BACKGROUND: Bladder cancer (BCa) is one of the most common types of cancers prevalent in the global populace, and it is predominantly detected among men. The role of carcinoembryonic antigen-related cell adhesion molecule 6 (CEACAM6) in promoting invasion and metastasis in cancers is well known. Despite this, the precise regulatory mechanism by which CEACAM6 contributes to BCa progression remain poorly understood, which is precisely the focus of the present study. METHODS: Our research generated BCa cell lines with CEACAM6 overexpression/knockdown to evaluate the functional significance of CEACAM6. We assessed how the modulation of CEACAM6 influences cell proliferation both in vitro and in vivo on BCa progression.
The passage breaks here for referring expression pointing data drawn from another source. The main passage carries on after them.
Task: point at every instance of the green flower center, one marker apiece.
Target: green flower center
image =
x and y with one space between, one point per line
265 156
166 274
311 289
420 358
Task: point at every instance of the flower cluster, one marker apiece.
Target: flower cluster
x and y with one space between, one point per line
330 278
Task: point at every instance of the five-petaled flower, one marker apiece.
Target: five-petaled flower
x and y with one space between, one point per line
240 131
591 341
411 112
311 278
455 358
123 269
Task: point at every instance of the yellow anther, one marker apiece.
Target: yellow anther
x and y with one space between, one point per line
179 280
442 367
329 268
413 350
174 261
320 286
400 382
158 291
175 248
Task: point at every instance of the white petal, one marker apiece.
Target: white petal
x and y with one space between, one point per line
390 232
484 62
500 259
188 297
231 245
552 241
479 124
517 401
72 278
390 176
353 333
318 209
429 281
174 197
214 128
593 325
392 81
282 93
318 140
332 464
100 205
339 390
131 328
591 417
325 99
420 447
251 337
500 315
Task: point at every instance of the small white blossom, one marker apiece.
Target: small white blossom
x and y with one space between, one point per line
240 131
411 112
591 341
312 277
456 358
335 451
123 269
In addition, the effect of CEACAM6 on glycolytic activity was also explored. The co-localization, co-immunoprecipitation, ubiquitination studies, and rescue experiments were performed to understand the molecular interaction between CEACAM6 and alpha-Enolase 1 (ENO1). RESULTS: Our data show that high CEACAM6 expression promotes proliferation, invasion, migration, and clonogenicity of BCa cells. Additionally, CEACAM6 binding to ENO1 and maintain its stability, leading to increased glycolytic activity and invasiveness and proliferative of BCa cells. CONCLUSION: Our study demonstrated that CEACAM6 regulates glycolysis via the ENO1-AKT/mTOR axis. These results offer new evidence about previously unexplored molecular mechanisms driving BCa progression.